Antithrombotic Therapy in Peripheral Arterial Occlusive Disease: Low-intensity oral anticoagulant therapy
Very low-intensity oral anticoagulant therapy (international normalized ratio [INR] 1.5 to 2) combined with low-dose aspirin therapy (80 to 325 mg) is an attractive antithrombotic regimen that theoretically would retard thrombin generation in addition to inhibiting platelets. Lower doses of these combined agents might offer superior antithrombotic effectiveness while minimizing hemorrhagic side effects. This combination was evaluated in a recently presented, but as-yet unpublished, multicenter study conducted in Veterans Affairs hospitals (level I). Four hundred fifty-eight patients were randomized to either aspirin alone (325 mg/d) or aspirin and warfarin (INR 1.5 to 2.8). Treatment was initiated after surgery. Femoropopliteal bypass was performed in 37% of cases and femorotibial or femoropedal bypass in the others. The 4-year primary patency rates were not different (aspirin, 77%, vs aspirin plus warfarin, 74%). Of note, approximately 75% of patients in the aspirin with warfarin group either had subtherapeutic warfarin levels or had discontinued warfarin during the study.

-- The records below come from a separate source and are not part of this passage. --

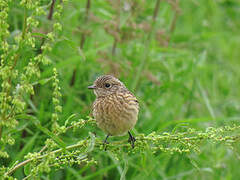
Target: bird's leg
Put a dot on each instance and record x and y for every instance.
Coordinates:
(131, 139)
(105, 142)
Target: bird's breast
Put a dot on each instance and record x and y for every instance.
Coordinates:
(117, 113)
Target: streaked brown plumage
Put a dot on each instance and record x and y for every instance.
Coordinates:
(115, 108)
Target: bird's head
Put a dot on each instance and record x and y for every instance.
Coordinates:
(106, 85)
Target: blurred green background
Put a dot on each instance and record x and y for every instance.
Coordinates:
(181, 61)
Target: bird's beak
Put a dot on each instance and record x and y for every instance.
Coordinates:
(92, 87)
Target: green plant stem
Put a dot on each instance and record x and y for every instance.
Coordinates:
(144, 60)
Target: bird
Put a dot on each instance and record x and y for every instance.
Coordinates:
(115, 108)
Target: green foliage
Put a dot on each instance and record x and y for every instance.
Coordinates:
(180, 59)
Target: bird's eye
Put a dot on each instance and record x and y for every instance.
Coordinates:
(107, 85)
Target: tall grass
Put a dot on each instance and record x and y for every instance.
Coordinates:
(181, 60)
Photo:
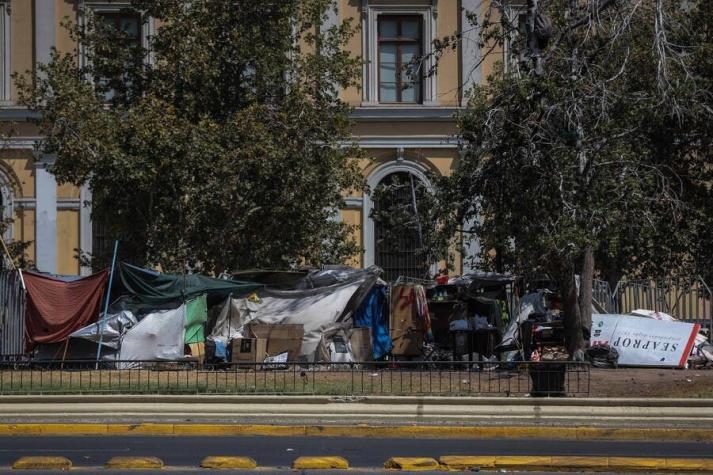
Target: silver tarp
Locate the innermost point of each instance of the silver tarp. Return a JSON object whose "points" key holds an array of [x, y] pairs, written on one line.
{"points": [[109, 330], [158, 336], [318, 309]]}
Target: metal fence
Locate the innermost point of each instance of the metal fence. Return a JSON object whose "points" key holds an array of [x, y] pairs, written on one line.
{"points": [[551, 378], [12, 315]]}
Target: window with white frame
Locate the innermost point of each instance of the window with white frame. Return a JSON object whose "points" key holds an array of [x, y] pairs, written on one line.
{"points": [[5, 50], [392, 36], [131, 28], [400, 46]]}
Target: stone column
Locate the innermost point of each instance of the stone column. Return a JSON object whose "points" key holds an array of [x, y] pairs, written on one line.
{"points": [[470, 50], [45, 216], [85, 224]]}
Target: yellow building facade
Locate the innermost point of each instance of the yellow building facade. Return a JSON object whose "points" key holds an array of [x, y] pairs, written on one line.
{"points": [[405, 127]]}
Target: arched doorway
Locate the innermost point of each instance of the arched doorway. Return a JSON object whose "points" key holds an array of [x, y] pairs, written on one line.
{"points": [[398, 233]]}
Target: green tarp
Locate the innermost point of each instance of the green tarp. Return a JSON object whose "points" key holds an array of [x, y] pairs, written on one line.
{"points": [[196, 316], [150, 287]]}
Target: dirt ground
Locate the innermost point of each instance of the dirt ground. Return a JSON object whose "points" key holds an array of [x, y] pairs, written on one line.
{"points": [[645, 382]]}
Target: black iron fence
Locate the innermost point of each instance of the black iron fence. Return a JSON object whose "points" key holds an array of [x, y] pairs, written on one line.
{"points": [[551, 378]]}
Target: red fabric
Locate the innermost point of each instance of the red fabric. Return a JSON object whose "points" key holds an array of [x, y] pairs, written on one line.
{"points": [[56, 308]]}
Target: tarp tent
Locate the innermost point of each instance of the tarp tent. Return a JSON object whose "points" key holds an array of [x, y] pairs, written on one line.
{"points": [[56, 308], [319, 309], [374, 314], [108, 330], [196, 316], [149, 287], [158, 336]]}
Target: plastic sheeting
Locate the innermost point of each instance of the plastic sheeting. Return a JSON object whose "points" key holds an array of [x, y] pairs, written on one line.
{"points": [[55, 309], [196, 316], [318, 310], [374, 313], [150, 287], [531, 303], [158, 336], [109, 330]]}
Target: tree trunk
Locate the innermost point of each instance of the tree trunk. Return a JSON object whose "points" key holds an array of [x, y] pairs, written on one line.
{"points": [[585, 289], [571, 310]]}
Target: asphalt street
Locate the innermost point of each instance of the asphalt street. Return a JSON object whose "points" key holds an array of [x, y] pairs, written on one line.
{"points": [[280, 452]]}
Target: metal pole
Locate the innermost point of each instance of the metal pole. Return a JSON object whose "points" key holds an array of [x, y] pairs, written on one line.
{"points": [[106, 302]]}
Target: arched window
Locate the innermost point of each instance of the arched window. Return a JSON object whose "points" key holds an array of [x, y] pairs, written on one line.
{"points": [[398, 234], [6, 211]]}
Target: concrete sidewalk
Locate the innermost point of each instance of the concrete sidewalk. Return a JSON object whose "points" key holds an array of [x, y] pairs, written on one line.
{"points": [[308, 411]]}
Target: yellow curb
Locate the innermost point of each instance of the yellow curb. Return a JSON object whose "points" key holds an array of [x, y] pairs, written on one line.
{"points": [[464, 462], [696, 465], [134, 462], [270, 430], [140, 429], [42, 463], [413, 464], [206, 429], [73, 429], [414, 432], [503, 461], [320, 463], [637, 463], [228, 462], [589, 463], [20, 429]]}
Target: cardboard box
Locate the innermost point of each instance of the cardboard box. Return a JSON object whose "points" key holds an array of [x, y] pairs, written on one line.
{"points": [[280, 338], [248, 350], [360, 341]]}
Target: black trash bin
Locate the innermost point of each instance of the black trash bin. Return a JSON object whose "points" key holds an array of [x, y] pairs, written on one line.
{"points": [[548, 379]]}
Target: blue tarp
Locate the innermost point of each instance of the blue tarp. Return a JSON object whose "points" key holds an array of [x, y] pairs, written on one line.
{"points": [[374, 313]]}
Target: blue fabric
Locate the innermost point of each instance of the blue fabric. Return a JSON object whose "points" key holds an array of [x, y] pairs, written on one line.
{"points": [[221, 351], [374, 313]]}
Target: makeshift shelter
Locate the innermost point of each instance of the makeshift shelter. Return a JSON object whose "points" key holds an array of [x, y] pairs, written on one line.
{"points": [[57, 308], [320, 310], [108, 330], [158, 336], [196, 316], [373, 313], [149, 287]]}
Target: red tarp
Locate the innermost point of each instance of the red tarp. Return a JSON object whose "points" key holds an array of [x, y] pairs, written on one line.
{"points": [[56, 308]]}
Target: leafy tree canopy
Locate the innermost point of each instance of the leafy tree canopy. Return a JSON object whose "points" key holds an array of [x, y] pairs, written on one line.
{"points": [[217, 145], [589, 148]]}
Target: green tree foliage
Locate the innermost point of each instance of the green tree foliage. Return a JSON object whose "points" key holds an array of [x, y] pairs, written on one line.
{"points": [[590, 151], [220, 144]]}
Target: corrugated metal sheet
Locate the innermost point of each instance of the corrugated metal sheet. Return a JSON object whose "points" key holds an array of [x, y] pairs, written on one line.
{"points": [[12, 316]]}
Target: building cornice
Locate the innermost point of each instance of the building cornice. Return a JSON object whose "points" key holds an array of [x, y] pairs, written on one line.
{"points": [[420, 141], [418, 113]]}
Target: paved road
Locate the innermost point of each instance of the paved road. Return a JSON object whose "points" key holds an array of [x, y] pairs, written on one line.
{"points": [[281, 451]]}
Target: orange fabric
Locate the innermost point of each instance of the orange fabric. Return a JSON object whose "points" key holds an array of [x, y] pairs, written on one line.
{"points": [[55, 308]]}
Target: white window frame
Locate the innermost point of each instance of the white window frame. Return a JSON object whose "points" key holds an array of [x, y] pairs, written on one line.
{"points": [[7, 204], [5, 65], [401, 164], [370, 47], [148, 28]]}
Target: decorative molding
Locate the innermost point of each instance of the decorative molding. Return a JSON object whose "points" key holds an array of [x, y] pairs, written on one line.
{"points": [[19, 143], [370, 89], [10, 112], [404, 113], [396, 142]]}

The effect of the combination of warfarin and aspirin on the patency of infrainguinal vein bypass grafts at high risk for thrombosis was evaluated in a single-center, randomized clinical trial of 56 patients (level II). Aspirin dosage was 325 mg/d, and warfarin was given to maintain the INR between 2 and 3. Patients randomized to warfarin received heparin anticoagulation postoperatively, which was converted to warfarin. Unlike the previously mentioned trials, only grafts at high risk for failure were included. These risk factors were marginal quality vein, poor arterial runoff, and previously failed bypass. Bypass to the tibial arteries was performed in 90% of patients further birth control online. The 3-year primary patency rate (78 vs 41%) and the limb salvage rate were significantly higher in those randomized to warfarin. Although there were more hematomas in the warfarin group (35 vs 3.7%), the overall complication rate was no different between groups. Although a benefit from the routine use of oral anticoagulation after uncomplicated femorotibial bypass procedures has not been demonstrated, patients considered to be at high risk for thrombosis might be a subgroup in which such a benefit exists, and they should be considered for postoperative anticoagulation.